Fervent organizing goes on, and it would seem summer is only a lull in the student revolution’s activities, though whether students will come back with their former numbers and force still remains to be seen.
But when students return to campus in March, they’ll no longer have Piñera’s to contend with. National elections on December 15 returned former-President Michelle Bachelet, a single mother, torture survivor and agnostic to the La Moneda presidential palace. On paper, she sounds like the perfect ally for the burgeoning student movement. Except the Chilean student movement knows better. And they’re not about to be fooled twice.
For Francisco Vasquez, an author and Valparaíso native, as well as a veteran of Chile’s 2006 student-led Revolución Pingüino, a wave of protests that saw nearly 800,000 secondary and university students striking and marching for education reforms during Bachelet’s first term, she is just another Obama—all hope and no action. But unlike social movements in the US, Vasquez doubts Chilean students will put their tail between their legs in deference to a friendlier presence in the presidential office.
“Bachelet promised many things on the education front during her campaign, as well as during 2006 when she was president,” Vasquez said in a Spanish-language Skype interview with Gozamos. “And those originated with the student movement, but she hasn’t done any of what she promised.”
Part of Latin America’s “pink tide,” Bachelet disillusioned legions of observers in Chile and internationally with her blatant use of violence against Mapuche communities and her unwillingness to work with the students in 2006. And that’s a betrayal young people like Vasquez, who is part of the generation that matured from secondary-school “pingüinos” to university activists in the later uprisings, aren’t apt to forget.
“Piñera made various modifications [to education policy] that assuaged the student movement, but resolved some of the issues the movement had been demanding action on since 2006. For students, this will be a second opportunity to put more pressure for the demands that Bachelet didn’t act on before.”
For the students, the ball is in Bachelet’s court. During November, current student leaders warned Bachelet that if she didn’t keep her campaign promises around education, “there will be new mobilizations,” Vasquez says.

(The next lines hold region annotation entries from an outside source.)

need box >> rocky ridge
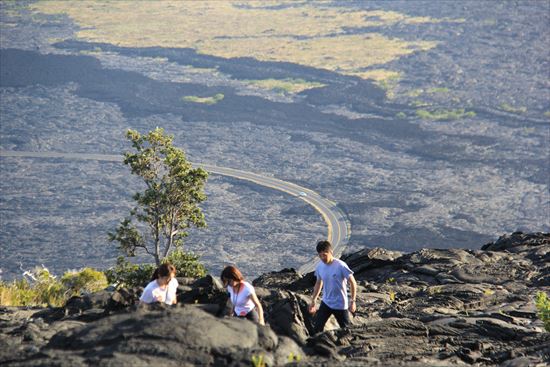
[0,232,550,366]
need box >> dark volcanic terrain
[0,233,550,367]
[0,1,550,278]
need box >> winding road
[0,150,350,273]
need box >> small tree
[109,128,208,265]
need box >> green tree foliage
[0,266,107,307]
[105,249,206,288]
[61,268,108,295]
[109,128,208,265]
[164,249,206,278]
[105,256,156,288]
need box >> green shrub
[536,292,550,332]
[61,268,108,296]
[105,256,156,287]
[0,279,37,306]
[105,249,206,287]
[27,267,67,306]
[0,267,68,307]
[416,108,476,121]
[163,249,206,278]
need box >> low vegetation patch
[30,1,444,78]
[0,267,107,307]
[244,78,326,94]
[536,292,550,332]
[181,93,225,105]
[416,108,476,121]
[500,103,527,113]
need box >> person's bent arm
[309,279,323,313]
[250,293,265,325]
[348,274,357,313]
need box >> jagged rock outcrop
[0,232,550,366]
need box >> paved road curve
[0,150,350,273]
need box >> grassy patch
[500,103,527,113]
[535,292,550,332]
[374,72,401,99]
[426,87,449,94]
[181,93,224,105]
[416,108,476,121]
[30,0,444,78]
[244,78,326,94]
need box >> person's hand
[153,289,164,302]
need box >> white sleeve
[165,278,179,305]
[139,283,154,303]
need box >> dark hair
[317,240,332,253]
[220,265,244,285]
[151,263,176,280]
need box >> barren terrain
[0,1,550,278]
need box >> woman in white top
[139,263,178,305]
[220,266,265,325]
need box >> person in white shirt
[139,263,178,305]
[165,265,179,305]
[309,241,357,333]
[224,266,265,325]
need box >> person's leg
[314,302,333,333]
[246,309,260,324]
[332,310,351,328]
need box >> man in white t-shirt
[309,241,357,333]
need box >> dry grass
[244,78,326,94]
[32,1,439,78]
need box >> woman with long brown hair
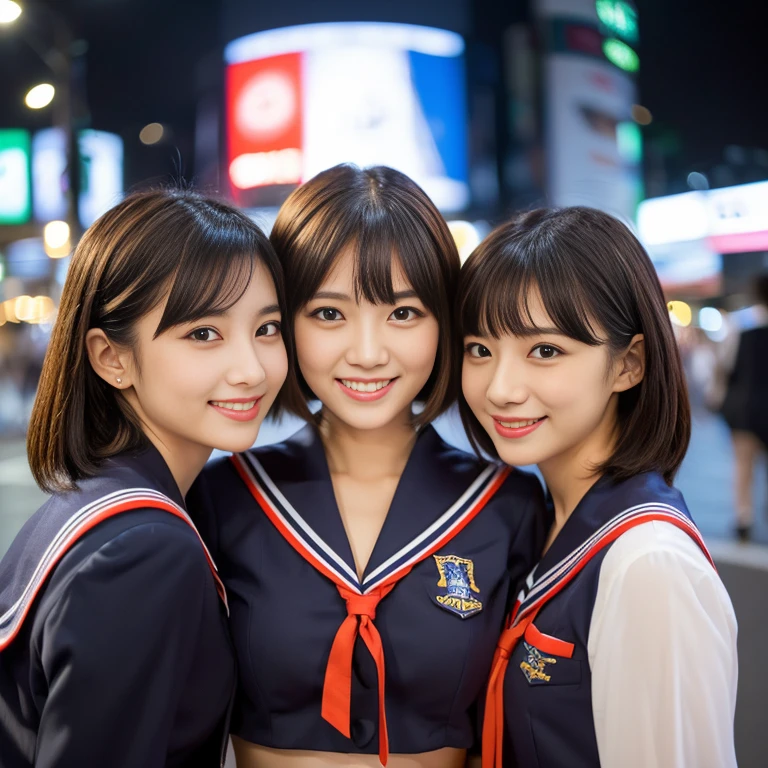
[0,190,287,768]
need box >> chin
[214,429,259,453]
[494,443,547,467]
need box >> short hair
[457,207,691,484]
[270,164,460,425]
[27,189,290,492]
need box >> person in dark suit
[721,273,768,541]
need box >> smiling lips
[208,395,262,421]
[492,416,547,438]
[336,377,397,402]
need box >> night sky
[0,0,768,191]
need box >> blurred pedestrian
[721,273,768,541]
[0,190,287,768]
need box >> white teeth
[211,400,256,411]
[499,419,541,429]
[341,379,392,392]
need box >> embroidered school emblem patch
[433,555,483,619]
[520,641,557,683]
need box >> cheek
[395,322,440,371]
[461,362,488,410]
[294,320,332,373]
[536,366,609,421]
[263,344,288,389]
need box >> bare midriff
[232,736,466,768]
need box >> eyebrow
[472,327,568,338]
[310,288,419,302]
[521,326,566,336]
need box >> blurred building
[196,0,642,220]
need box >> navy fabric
[503,472,690,768]
[188,426,544,754]
[0,448,236,768]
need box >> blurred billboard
[536,0,643,222]
[32,128,123,228]
[637,181,768,296]
[225,22,469,212]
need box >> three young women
[457,208,737,768]
[0,190,287,768]
[190,166,543,768]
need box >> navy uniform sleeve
[35,521,210,768]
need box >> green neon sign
[595,0,639,43]
[0,128,32,225]
[603,37,640,72]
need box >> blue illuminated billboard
[225,22,469,211]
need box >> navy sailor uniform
[0,447,236,768]
[188,425,544,763]
[483,472,736,768]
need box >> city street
[0,404,768,768]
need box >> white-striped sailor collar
[237,425,503,592]
[99,441,186,509]
[518,472,698,616]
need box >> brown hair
[457,207,691,483]
[27,189,290,491]
[270,165,460,425]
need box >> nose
[226,337,267,387]
[346,317,389,368]
[486,359,528,408]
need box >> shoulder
[602,520,717,577]
[595,521,735,627]
[41,509,209,602]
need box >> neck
[539,401,617,531]
[144,425,212,498]
[320,408,416,480]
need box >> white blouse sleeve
[587,522,738,768]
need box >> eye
[529,344,563,360]
[312,307,344,323]
[388,307,424,323]
[187,328,221,341]
[256,320,280,338]
[465,341,491,357]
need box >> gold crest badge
[520,641,557,683]
[433,555,483,619]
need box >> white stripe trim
[515,502,709,624]
[0,488,194,626]
[235,454,362,594]
[363,464,506,591]
[528,503,695,608]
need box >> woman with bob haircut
[458,207,737,768]
[0,190,287,768]
[188,165,543,768]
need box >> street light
[24,83,56,109]
[43,221,72,259]
[0,0,87,239]
[0,0,21,24]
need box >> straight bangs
[155,243,260,337]
[270,164,460,424]
[289,198,445,318]
[458,230,606,346]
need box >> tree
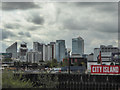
[62,58,69,67]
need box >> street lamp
[68,51,70,74]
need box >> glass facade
[72,37,84,55]
[56,40,65,62]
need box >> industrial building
[94,45,119,61]
[19,42,28,62]
[6,42,17,59]
[26,51,42,63]
[72,37,84,56]
[56,40,65,62]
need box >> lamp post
[68,51,70,75]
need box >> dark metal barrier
[16,74,120,90]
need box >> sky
[0,2,118,54]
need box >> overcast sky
[0,2,118,53]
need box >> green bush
[38,73,58,88]
[2,70,33,88]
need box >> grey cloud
[18,32,24,35]
[27,13,44,25]
[18,32,31,37]
[2,2,40,11]
[74,2,118,13]
[64,19,87,30]
[25,32,31,37]
[2,29,16,40]
[4,23,20,29]
[27,26,41,31]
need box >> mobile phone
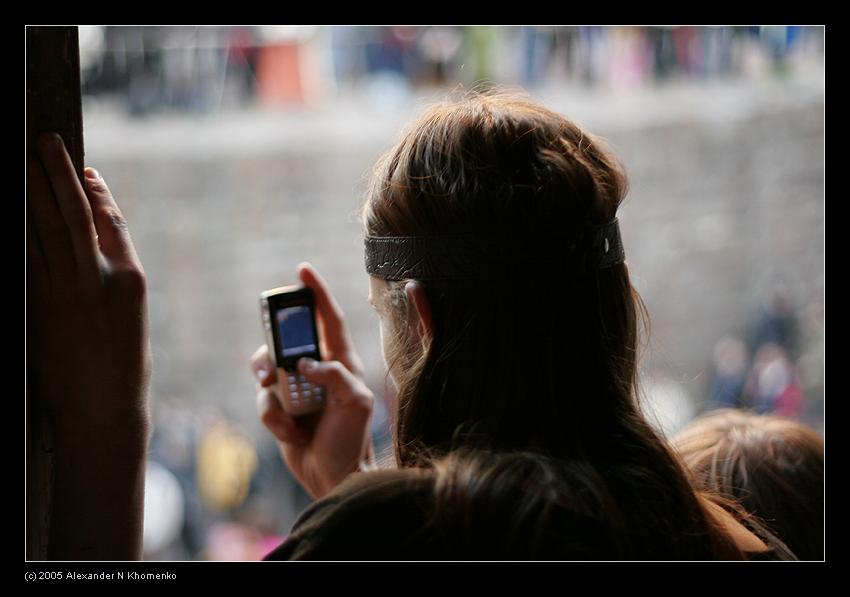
[260,286,325,416]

And if the new center-left government hopes to keep students from clogging the arteries of the country’s major cities with marches and strikes by enacting meager reforms—well, let’s hope they’re not holding their breath.
Because as Bachelet reclaims the presidency in March, four fresh-faced, newly elected representatives will be inaugurated into the House of Deputies, Chile’s lower house of congress. And all four are ex-student leaders, including the über high-profile media darling Camila Vallejo and Giorgio Jackson.
Vasquez says these leaders “sold themselves to the political parties to occupy a post of importance. Now, nobody follows them and they’re criticized by the new student leaders.” His claims have merit; Vallejo and Jackson have been lambasted as sellouts across the web.
The movement’s reaction is an obvious sign students aren’t ready to relinquish their strength on the streets in favor of traditional politics. In an interview with Reuters, the new head of the Universidad de Chile’s student body Melissa Sepulveda said, “I wouldn’t vote for [either of them]. The possibility for change isn’t in Congress.”